Monday, October 22, 2007

SEMOGA KITA MENJADI BAGIAN ORANG YANG “KEMBALI”

“Ki, Minal aidin wal faizin..............” sambil bermushafahah dengan Ki Bijak, gurunya.

“Taqabballahu minna wa minkun, shiyama wa shiyamakum, wa ja’alanallahu wa iyyakum minal aidin wal faizin......” Balas Ki Bijak.

“Kapan Nak Mas datang dari kampung..........?”Tanya Ki Bijak .

“Baru kemarin ki, ini ada sedikit buah tangan ki, semoga aki berkenan menerimanya.......” Kata Maula sambil memberikan beberapa kantong kresek berisi kueh lebaran kepada Ki Bijak.

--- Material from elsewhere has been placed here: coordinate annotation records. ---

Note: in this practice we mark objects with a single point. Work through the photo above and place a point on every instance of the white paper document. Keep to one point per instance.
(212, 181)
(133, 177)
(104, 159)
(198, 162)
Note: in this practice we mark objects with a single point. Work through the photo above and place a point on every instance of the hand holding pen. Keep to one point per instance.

“Alhamdulillah, Jazakumullahi khairaan katsiraa, terima kasih Nak Mas......” Jawab Ki Bijak.

“Bagaimana lebaran dikampung Nak Mas....?” Tanya Ki Bijak.

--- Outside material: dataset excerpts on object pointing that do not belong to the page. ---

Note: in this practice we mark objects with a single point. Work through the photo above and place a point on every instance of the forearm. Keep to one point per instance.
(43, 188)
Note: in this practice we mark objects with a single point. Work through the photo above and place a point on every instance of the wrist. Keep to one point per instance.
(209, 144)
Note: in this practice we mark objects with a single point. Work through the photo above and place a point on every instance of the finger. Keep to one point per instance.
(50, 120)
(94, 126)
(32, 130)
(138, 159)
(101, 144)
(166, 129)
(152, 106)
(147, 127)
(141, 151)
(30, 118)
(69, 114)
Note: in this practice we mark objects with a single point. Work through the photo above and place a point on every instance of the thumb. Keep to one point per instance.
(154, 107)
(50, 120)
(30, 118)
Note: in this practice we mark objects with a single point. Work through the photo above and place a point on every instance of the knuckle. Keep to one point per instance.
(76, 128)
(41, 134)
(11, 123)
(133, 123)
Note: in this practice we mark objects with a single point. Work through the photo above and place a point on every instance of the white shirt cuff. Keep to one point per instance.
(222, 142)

“Alhamdulillah ki, ana dan keluarga bisa bersilaturahim dengan orang tua dan saudara, kami disana sekitar 10 hari, jadi bisa kangen-kangenan lebih lama dengan sanak family.....” Kata Maula.

“Bagaimana perjalanan balik kesininya Nak Mas.......” Tanya Ki Bijak.

“Alhamdulillah Ki, perjalanan kami lancar dan selamat, meski sedikit macet akibat kecelakaan.............” Kata Maula.

“Kecelakaan Nak Mas...?” Tanya Ki Bijak.

“Iya ki, sepertinya ada seorang pengendara motor yang hendak kembali ke Jakarta, tapi mengalami kecelakaan di daerah Subang, ana tidak sempat melihat korbannya secara jelas, hanya terlihat sesosok tubuh tergeletak ditengah jalan............” Kata Maula.

“Masya Allah...........” Kata Ki Bijak.

“Iya, ki, bahkan dibeberapa tempat lain, banyak pemudik yang tidak bisa kembali ketempat tinggal atau tempat kerjanya.........” Kata Maula.

“Ramadhan dan shaum kita pun demikian Nak Mas................” Kata Ki Bijak.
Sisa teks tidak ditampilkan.